Spark SQL vs Presto

When it comes to comparing Spark SQL vs Presto there are some differences to be aware of: 

Commonality: 

  • They are both open source, “big data” software frameworks
  • They are distributed, parallel, and in-memory
  • BI tools connect to them using JDBC/ODBC
  • Both have been tested and deployed at petabyte-scale companies
  • They can be run on-prem or in the cloud. They can be containerized

Differences:

  • Presto is an ANSI SQL:2003 query engine for accessing and unifying data from many different data sources.  It’s deployed as a middle-layer for federation.
  • Spark is a general-purpose cluster-computing framework. Core Spark does not support SQL – for SQL support you install the Spark SQL module which adds structured data processing capabilities.
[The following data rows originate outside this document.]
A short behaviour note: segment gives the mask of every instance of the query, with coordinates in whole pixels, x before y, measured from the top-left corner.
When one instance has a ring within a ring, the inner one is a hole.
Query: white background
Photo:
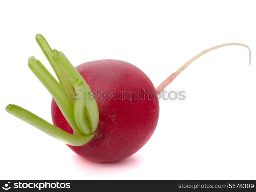
[[[254,1],[2,1],[0,179],[256,179],[256,18]],[[204,49],[160,101],[156,131],[131,157],[101,164],[5,111],[23,106],[51,122],[51,97],[27,66],[51,72],[34,39],[44,35],[74,65],[115,59],[133,63],[155,86]]]

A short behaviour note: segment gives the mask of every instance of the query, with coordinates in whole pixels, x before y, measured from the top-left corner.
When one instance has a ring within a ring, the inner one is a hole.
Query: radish
[[[74,68],[61,52],[52,50],[40,34],[36,40],[59,81],[34,56],[29,68],[53,97],[53,125],[20,107],[6,111],[52,137],[74,152],[98,162],[117,161],[132,155],[152,136],[159,113],[158,95],[191,63],[212,50],[241,43],[226,43],[206,50],[186,63],[156,88],[135,66],[105,60]],[[106,94],[106,93],[107,93]]]

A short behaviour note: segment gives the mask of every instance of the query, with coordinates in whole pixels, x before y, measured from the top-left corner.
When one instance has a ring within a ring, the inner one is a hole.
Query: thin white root
[[[249,65],[251,64],[251,50],[249,46],[243,44],[241,43],[224,43],[224,44],[220,45],[214,47],[212,47],[209,49],[203,51],[201,53],[197,54],[194,57],[191,59],[190,60],[187,61],[185,64],[180,67],[178,70],[177,70],[174,73],[170,74],[168,77],[167,77],[163,81],[159,86],[157,88],[156,90],[160,93],[162,91],[163,89],[165,88],[169,84],[170,84],[172,81],[175,79],[182,71],[183,71],[187,66],[189,65],[191,63],[197,60],[202,55],[205,54],[207,53],[210,52],[213,50],[218,49],[221,47],[225,46],[228,46],[229,45],[238,45],[239,46],[243,46],[246,47],[248,49],[249,51]]]

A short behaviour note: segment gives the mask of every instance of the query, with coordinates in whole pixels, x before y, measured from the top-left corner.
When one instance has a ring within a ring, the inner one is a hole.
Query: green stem
[[[45,39],[41,34],[37,34],[35,36],[35,40],[53,69],[61,84],[70,98],[70,97],[74,95],[74,90],[69,81],[67,79],[66,77],[63,74],[59,66],[56,65],[52,58],[52,50]],[[71,100],[71,101],[74,103],[73,100]]]
[[[75,121],[74,106],[60,85],[40,61],[34,56],[29,59],[29,66],[52,96],[61,112],[76,134],[81,135]]]
[[[84,107],[86,101],[86,91],[84,88],[83,82],[79,80],[76,80],[74,83],[74,88],[78,94],[76,99],[74,98],[75,103],[74,105],[74,114],[76,122],[79,128],[80,131],[86,135],[89,134],[91,130],[90,127],[91,126],[86,118],[88,114],[86,113],[86,108]]]
[[[35,114],[15,105],[9,104],[6,111],[52,137],[73,146],[81,146],[87,143],[95,134],[75,136],[56,127]]]
[[[92,132],[94,132],[98,126],[99,111],[94,97],[93,95],[89,94],[91,92],[90,88],[80,73],[73,66],[63,53],[54,50],[52,58],[67,79],[69,80],[70,83],[73,86],[74,86],[74,82],[75,80],[78,79],[82,82],[83,89],[87,94],[84,96],[86,98],[84,102],[84,107],[88,112],[86,113],[87,115],[86,117],[91,125]],[[74,115],[75,116],[79,115],[76,113]]]

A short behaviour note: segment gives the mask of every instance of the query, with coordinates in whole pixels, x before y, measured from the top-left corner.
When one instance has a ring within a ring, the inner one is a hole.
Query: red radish
[[[129,157],[148,141],[158,120],[157,95],[197,58],[214,49],[234,45],[249,49],[249,65],[251,62],[247,45],[222,44],[193,57],[155,89],[147,76],[130,63],[101,60],[84,63],[76,70],[63,53],[52,50],[42,35],[37,35],[36,39],[59,81],[39,60],[29,58],[30,68],[53,96],[55,126],[16,105],[8,105],[6,110],[63,141],[81,156],[99,162]]]
[[[98,89],[101,91],[96,97],[99,113],[99,131],[86,145],[69,147],[80,156],[99,162],[116,161],[136,152],[147,142],[157,126],[158,100],[149,99],[147,95],[145,99],[132,103],[128,99],[97,100],[97,98],[102,98],[104,91],[136,91],[142,94],[144,89],[153,93],[155,89],[149,78],[134,65],[117,60],[90,61],[76,68],[92,91]],[[120,98],[121,95],[115,96]],[[128,96],[131,98],[131,95]],[[55,126],[73,134],[73,129],[54,100],[52,116]]]

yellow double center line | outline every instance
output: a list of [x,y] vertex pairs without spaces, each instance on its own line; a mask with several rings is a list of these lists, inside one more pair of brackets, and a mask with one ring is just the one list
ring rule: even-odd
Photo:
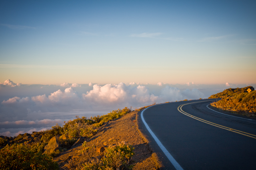
[[252,137],[252,138],[256,139],[256,135],[251,134],[250,133],[247,133],[246,132],[243,132],[242,131],[238,131],[238,130],[234,129],[232,129],[228,127],[226,127],[226,126],[222,126],[222,125],[214,123],[211,122],[210,121],[207,121],[202,119],[201,119],[197,117],[194,116],[192,115],[190,115],[190,114],[188,114],[188,113],[185,112],[183,110],[182,110],[182,107],[184,105],[186,105],[187,104],[192,104],[195,103],[199,103],[199,102],[193,102],[193,103],[188,103],[187,104],[182,104],[178,107],[178,110],[181,113],[182,113],[184,114],[186,116],[189,116],[191,118],[192,118],[193,119],[194,119],[198,121],[202,121],[202,122],[204,122],[206,123],[207,123],[209,125],[210,125],[212,126],[216,126],[216,127],[223,129],[224,129],[228,131],[230,131],[231,132],[234,132],[236,133],[239,133],[240,134],[244,136],[248,136],[248,137]]

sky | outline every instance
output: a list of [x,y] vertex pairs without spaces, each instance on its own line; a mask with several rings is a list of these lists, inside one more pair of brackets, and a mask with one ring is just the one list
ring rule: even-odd
[[0,1],[0,135],[256,85],[255,1]]
[[255,1],[0,2],[0,82],[255,83]]

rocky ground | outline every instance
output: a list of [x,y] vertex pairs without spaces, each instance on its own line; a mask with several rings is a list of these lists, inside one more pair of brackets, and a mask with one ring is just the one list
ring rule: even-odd
[[[86,140],[87,145],[95,146],[94,151],[98,147],[106,147],[118,143],[125,142],[134,148],[134,155],[131,164],[134,170],[155,170],[154,154],[147,144],[140,135],[137,128],[136,116],[138,112],[134,111],[112,121],[105,123],[98,132]],[[60,169],[75,169],[81,166],[83,156],[78,152],[82,149],[82,144],[77,145],[69,150],[63,152],[54,159],[59,164]],[[94,156],[101,153],[95,152]]]
[[[157,156],[152,152],[146,141],[147,139],[141,136],[141,133],[137,128],[136,117],[138,113],[138,111],[133,111],[119,118],[104,123],[99,128],[95,135],[90,139],[80,138],[78,139],[70,149],[61,152],[54,160],[58,162],[60,169],[80,169],[83,167],[83,160],[85,159],[84,155],[79,151],[82,149],[82,144],[85,140],[87,142],[87,146],[92,147],[91,150],[94,157],[102,155],[102,152],[106,147],[118,143],[125,143],[127,145],[132,145],[134,148],[133,151],[135,154],[130,163],[134,166],[133,170],[158,169],[159,164],[157,162],[154,162],[154,160],[157,161],[156,160]],[[40,133],[34,132],[32,134],[20,134],[14,138],[1,136],[0,149],[7,144],[12,145],[14,143],[27,142],[29,145],[39,142],[42,137],[40,135]],[[44,147],[44,153],[47,153],[48,149],[53,150],[61,148],[59,148],[61,145],[58,143],[58,141],[65,137],[64,135],[53,137]],[[52,143],[51,144],[51,143]],[[52,148],[52,145],[54,147],[54,148]],[[49,148],[48,149],[48,147]],[[99,148],[103,149],[100,151]],[[50,152],[52,152],[51,150]]]

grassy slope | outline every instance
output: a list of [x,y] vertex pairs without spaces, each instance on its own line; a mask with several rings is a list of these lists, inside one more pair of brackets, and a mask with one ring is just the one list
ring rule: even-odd
[[[248,88],[252,90],[250,93]],[[249,117],[256,117],[256,90],[251,86],[229,88],[211,96],[209,98],[221,98],[211,106],[225,111]]]

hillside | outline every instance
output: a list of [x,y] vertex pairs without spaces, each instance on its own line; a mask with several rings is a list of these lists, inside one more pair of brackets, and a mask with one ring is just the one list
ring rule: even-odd
[[[248,92],[250,88],[251,91]],[[229,88],[211,96],[209,98],[221,98],[210,105],[219,109],[247,116],[256,117],[256,91],[251,86]]]
[[0,170],[156,169],[161,166],[157,156],[137,128],[138,113],[146,107],[77,116],[62,127],[1,136]]

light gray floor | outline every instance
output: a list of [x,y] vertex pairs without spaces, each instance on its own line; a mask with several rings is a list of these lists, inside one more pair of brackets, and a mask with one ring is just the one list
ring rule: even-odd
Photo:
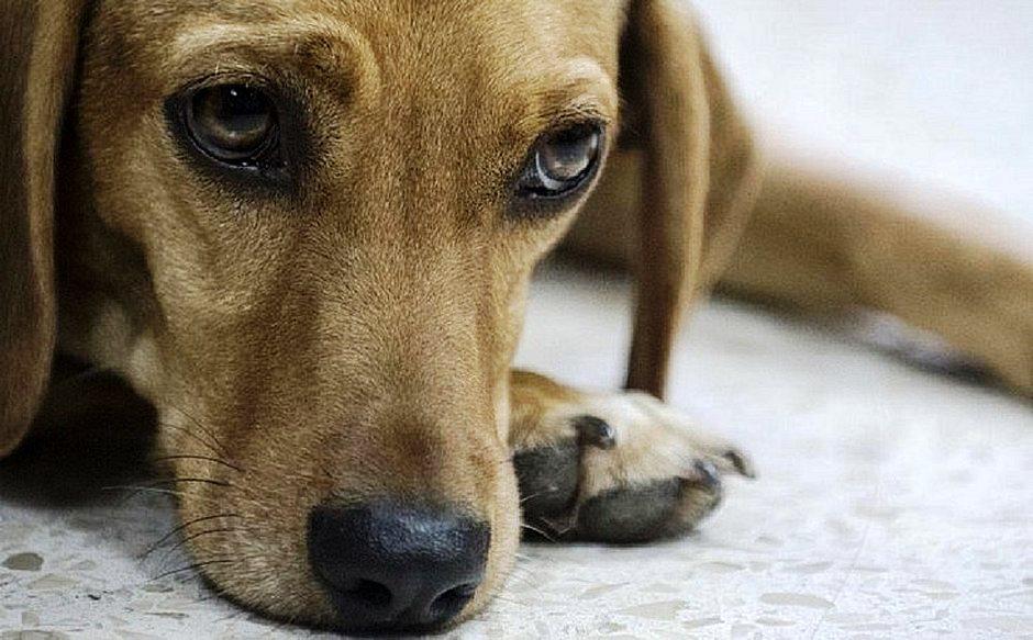
[[[702,13],[759,120],[1033,212],[1033,2],[708,0]],[[623,282],[546,272],[521,363],[615,384],[627,297]],[[1033,637],[1029,403],[727,303],[696,317],[673,391],[760,479],[733,482],[680,542],[526,546],[457,637]],[[0,502],[0,631],[291,635],[189,574],[152,581],[185,561],[135,560],[171,525],[164,501],[140,496]]]

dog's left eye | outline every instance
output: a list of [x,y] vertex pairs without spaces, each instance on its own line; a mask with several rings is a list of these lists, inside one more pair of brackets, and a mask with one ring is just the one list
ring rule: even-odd
[[193,93],[185,109],[195,144],[221,162],[255,167],[275,151],[277,112],[262,89],[245,85],[207,87]]
[[546,134],[531,150],[518,194],[531,200],[570,195],[596,172],[602,143],[598,124],[576,124]]

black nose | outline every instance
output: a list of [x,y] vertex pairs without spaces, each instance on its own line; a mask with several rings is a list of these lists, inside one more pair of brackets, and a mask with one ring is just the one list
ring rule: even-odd
[[309,558],[351,631],[440,628],[484,579],[488,527],[455,513],[376,502],[320,506]]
Spark SQL is also ANSI SQL:2003 compliant (since Spark 2.0).
  • Presto is more commonly used to support interactive SQL queries.  Queries are usually analytical but can perform SQL-based ETL.  
  • Spark is more general in its applications, often used for data transformation and Machine Learning workloads. 
  • Presto supports querying data in object stores like S3 by default, and has many connectors available. It also works really well with Parquet and Orc format data.
  • Spark must use Hadoop file APIs to access S3 (or pay for Databricks features). Spark has limited connectors for data sources. 

That’s our take on Spark SQL vs Presto and we hope you found it useful!